Personal information
- Full name: John Morgan
- Born: 19 March 1941 (age 84) Sydney, New South Wales, Australia

Playing information
- Position: Second-row, Hooker
Club
| Years | Team | Pld | T | G | FG | P |
| 1963–70 | Manly-Warringah | 113 | 21 | 0 | 0 | 63 |
Representative
| Years | Team | Pld | T | G | FG | P |
| 1965 | Australia | 2 | 0 | 0 | 0 | 0 |
| 1965–70 | New South Wales | 5 | 1 | 1 | 0 | 5 |
| 1965 | NSW City | 1 | 1 | 0 | 0 | 3 |
- Source: As of 4 April 2019
- Relatives: Garrick Morgan (son)

= John Morgan (rugby league) =

Australian rugby league footballer

John Morgan nicknamed "Pogo" is an Australian former professional rugby league footballer who played in the 1960s and 1970s. He played for Manly-Warringah in the New South Wales Rugby League (NSWRL) competition. He is the father of former rugby league and rugby union player; Garrick Morgan.

==Background==
Morgan played his junior rugby league with Collaroy before being graded by Manly-Warringah.

==Playing career==
Morgan made his first grade debut for Manly-Warringah in 1963. In 1965, Morgan was selected to play for Australia and featured in 2 tests against New Zealand. Morgan was also selected to play for New South Wales in 1965 and played in 3 games against Queensland.

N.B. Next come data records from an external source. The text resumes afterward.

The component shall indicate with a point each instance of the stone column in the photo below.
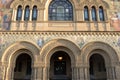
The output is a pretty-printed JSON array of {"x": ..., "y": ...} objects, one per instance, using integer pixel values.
[
  {"x": 84, "y": 72},
  {"x": 14, "y": 14},
  {"x": 30, "y": 14},
  {"x": 46, "y": 73},
  {"x": 39, "y": 14},
  {"x": 97, "y": 14},
  {"x": 9, "y": 73},
  {"x": 37, "y": 73},
  {"x": 23, "y": 13}
]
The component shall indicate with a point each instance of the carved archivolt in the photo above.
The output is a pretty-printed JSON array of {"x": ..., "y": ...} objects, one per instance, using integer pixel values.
[{"x": 59, "y": 45}]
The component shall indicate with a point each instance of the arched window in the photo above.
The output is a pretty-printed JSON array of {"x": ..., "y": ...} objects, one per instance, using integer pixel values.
[
  {"x": 86, "y": 13},
  {"x": 93, "y": 12},
  {"x": 34, "y": 13},
  {"x": 101, "y": 13},
  {"x": 27, "y": 13},
  {"x": 60, "y": 10},
  {"x": 19, "y": 13}
]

In 1968, Manly finished second on the table with Morgan being a regular starter in the team. Morgan played in the 1968 NSWRL grand final against South Sydney. Manly were appearing in their 4th grand final but were still in search of their first premiership. Manly had beaten Souths a fortnight earlier to reach the grand final but in the decider Souths defeated Manly 13–9. Morgan did manage to score a consolation try which kept his side in the game.

In 1969, Manly finished in third place and reached the preliminary final before being defeated by eventual premiers Balmain. In 1970, Manly reached the grand final and again the opponents were South Sydney. Morgan played in the 1970 NSWRL grand final as Manly were defeated 23–12. The grand final defeat would also be Morgan's last game for Manly and he retired thereafter.